A large number of decisions are cited which sustain the text. It is a general rule in equity that all persons materially interested, either legally or beneficially, in the subject-matter of a suit, are necessary parties, either as plaintiffs or defendants. Says Mr. Pomeroy in his Equity Jurisprudence, § 114:
"The governing motive of equity in the administration of its remedial system is to grant full relief, and to adjust in one suit the rights and duties of all the parties, which really grow out of or are connected with the subject-matter of that suit. Its fundamental principle concerning parties is that all persons in whose favor or against whom there might be a recovery, however partial, and also all persons who are so interested, although indirectly, in the subject-matter and the relief granted, that their rights or duties might be affected by the decree, although no substantial recovery can be obtained either for or against them, shall be made parties to the suit. * * * The primary object is that all persons sufficiently interested may be before the court, so that the relief may be properly adjusted among those entitled, the liabilities properly apportioned, and the incidental or consequential claims or interests of all may be fixed, and all may be bound in respect thereto by the single decree."

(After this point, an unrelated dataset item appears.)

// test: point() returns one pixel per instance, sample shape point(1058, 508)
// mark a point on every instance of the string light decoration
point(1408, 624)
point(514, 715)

It cannot with any degree of sound reasoning be contended that the county will not be affected by the decree rendered in this case, whether it be to sustain the acts of its officers and agents or to annul them. Neither can a want of necessary parties be disregarded on an assumption that the allegations of the petition show an invalid contract by which the county is not bound. The demands for the necessary parties in a court of equity cannot be met in any such way. The county has the right to be in at the death of a contract to which its officers have bound it. Its interests cannot be determined in a suit to which it is not a party. Again no decree should be rendered which would not be res adjudicata of every matter in the case, and, as said in Vance v. Miller, herein cited:
"Without a decree against the corporation there would be nothing to prevent any future officer from proceeding to collect the taxes complained of under the present records which *Page 816 
must be held so defective as not to authorize the tax collector to collect the taxes assessed."
The only question presented to this court is whether the county of Edwards is a necessary party to this suit, and we hold that it is. In view of a reversal we would call the attention of the trial court to the full discussion of article 2268a, Vernon's Tex. Civ.Stats., 1918 Supp., found in Hunter v. Whiteaker (Tex. Civ. App.) 230 S.W. 1096, which was given by this court and approved by the Supreme Court. It will be noted from the law and its discussion in that case that there are exceptions that may have a bearing on this case when developed.
The judgment is reversed and the temporary injunction dissolved.